Nonresponse Bias: Individuals selected do not respond, and their opinions differ from those who do respond.
Response Bias: Survey answers do not reflect true feelings due to interviewer error, question wording, or other factors.
Example Table: Types of Bias and Remedies
Type of Bias | Example | Remedy |
|---|---|---|
Sampling Bias | First 60 customers on Saturday | Use random sampling |
Nonresponse Bias | Only 12 of 1023 households respond | Follow up, offer incentives |
Response Bias | "How much sleep do you get?" | Careful question design |
Sampling Error vs. Non-sampling Error
Sampling Error: Sample gives incomplete information about the population.
Non-sampling Error: Includes nonresponse bias, response bias, and data-entry errors.
1.6 The Design of Experiments
Components of Experimental Design
Experiment: Controlled study to determine the effect of varying explanatory variables (factors) on a response variable.
Treatment: Any combination of values of the factors.
Experimental Unit: The person, object, or item to which a treatment is applied; called a subject if a person.
Control Group: Baseline group for comparison.
Placebo: Treatment with no therapeutic effect, used to control for psychological effects.
Placebo Effect: Perceived improvement after receiving a placebo.
Blinding
Blinding: Nondisclosure of treatment to experimental units.
Single-blind: Subject does not know treatment received.
Double-blind: Neither subject nor researcher knows treatment assignment.
Cause-and-Effect and Confounding
Designed experiments can establish cause-and-effect relationships, unlike observational studies.
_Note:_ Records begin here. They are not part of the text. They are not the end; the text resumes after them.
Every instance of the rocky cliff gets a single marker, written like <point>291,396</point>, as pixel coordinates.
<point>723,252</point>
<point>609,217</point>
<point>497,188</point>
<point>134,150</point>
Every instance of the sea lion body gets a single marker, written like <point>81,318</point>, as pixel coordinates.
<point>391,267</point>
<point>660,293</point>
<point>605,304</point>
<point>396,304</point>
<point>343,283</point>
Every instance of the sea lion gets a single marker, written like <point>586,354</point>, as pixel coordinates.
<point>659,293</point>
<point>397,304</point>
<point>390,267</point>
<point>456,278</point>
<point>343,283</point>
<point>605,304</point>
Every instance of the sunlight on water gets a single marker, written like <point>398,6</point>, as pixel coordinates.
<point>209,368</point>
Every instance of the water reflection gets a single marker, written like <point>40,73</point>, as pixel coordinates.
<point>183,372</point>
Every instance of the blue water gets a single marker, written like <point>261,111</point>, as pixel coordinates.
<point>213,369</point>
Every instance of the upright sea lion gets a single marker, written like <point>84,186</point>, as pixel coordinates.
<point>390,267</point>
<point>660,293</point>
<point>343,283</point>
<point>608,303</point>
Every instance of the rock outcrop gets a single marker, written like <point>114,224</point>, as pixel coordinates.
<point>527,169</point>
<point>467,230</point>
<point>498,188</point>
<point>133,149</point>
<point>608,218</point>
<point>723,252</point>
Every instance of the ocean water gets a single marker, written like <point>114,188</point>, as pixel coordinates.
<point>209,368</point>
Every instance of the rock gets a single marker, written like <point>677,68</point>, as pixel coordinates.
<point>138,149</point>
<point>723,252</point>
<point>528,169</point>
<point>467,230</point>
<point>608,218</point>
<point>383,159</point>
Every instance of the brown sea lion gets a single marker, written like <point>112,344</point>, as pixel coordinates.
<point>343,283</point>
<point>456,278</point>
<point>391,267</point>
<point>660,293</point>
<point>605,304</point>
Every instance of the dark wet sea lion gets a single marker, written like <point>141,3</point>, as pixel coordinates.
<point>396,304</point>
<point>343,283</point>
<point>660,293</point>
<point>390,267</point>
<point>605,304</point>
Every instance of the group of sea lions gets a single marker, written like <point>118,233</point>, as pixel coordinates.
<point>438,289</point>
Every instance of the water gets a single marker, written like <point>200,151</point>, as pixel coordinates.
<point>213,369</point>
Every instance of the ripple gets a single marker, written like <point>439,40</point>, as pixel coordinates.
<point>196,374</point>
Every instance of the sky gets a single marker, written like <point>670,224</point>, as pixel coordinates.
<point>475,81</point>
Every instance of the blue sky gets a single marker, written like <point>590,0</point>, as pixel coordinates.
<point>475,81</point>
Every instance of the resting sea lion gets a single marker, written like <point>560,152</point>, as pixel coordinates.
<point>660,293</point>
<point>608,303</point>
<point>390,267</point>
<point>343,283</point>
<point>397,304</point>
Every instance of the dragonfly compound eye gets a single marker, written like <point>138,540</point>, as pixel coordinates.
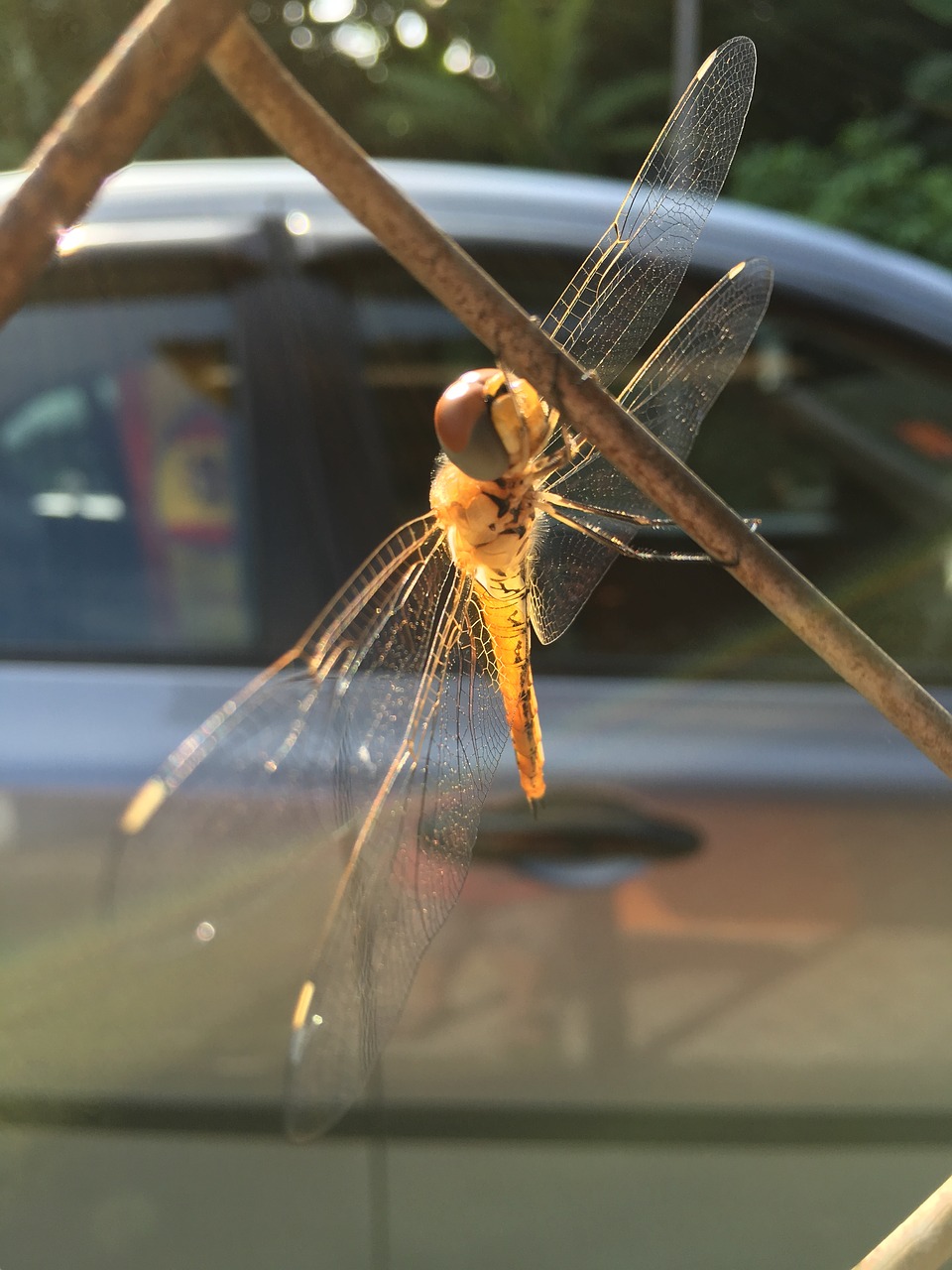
<point>465,427</point>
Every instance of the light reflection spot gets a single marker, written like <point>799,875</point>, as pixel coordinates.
<point>298,223</point>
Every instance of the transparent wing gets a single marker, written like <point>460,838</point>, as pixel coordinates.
<point>670,395</point>
<point>368,748</point>
<point>629,278</point>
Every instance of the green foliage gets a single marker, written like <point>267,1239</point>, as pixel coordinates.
<point>939,10</point>
<point>542,108</point>
<point>869,181</point>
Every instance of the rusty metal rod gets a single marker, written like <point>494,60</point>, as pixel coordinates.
<point>99,131</point>
<point>921,1242</point>
<point>307,134</point>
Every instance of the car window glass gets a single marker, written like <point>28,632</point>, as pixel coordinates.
<point>839,439</point>
<point>123,520</point>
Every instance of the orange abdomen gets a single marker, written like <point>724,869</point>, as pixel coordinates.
<point>508,627</point>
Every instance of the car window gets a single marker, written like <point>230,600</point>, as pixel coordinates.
<point>123,511</point>
<point>838,437</point>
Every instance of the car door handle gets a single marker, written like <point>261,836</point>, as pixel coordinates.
<point>581,835</point>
Confounding can still occur in experiments but should be minimized by careful design.
Summary Table: Experimental Design Terms
Term | Definition |
|---|---|
Experimental Unit | Person/object receiving treatment |
Control Group | Baseline for comparison |
Placebo | Inert treatment |
Blinding | Concealing treatment assignment |
Confounding | Effects of variables not separated |
Additional info:
Randomization, replication, and control are key principles in experimental design to reduce bias and confounding.
Replication involves applying treatments to multiple experimental units to ensure results are not due to chance.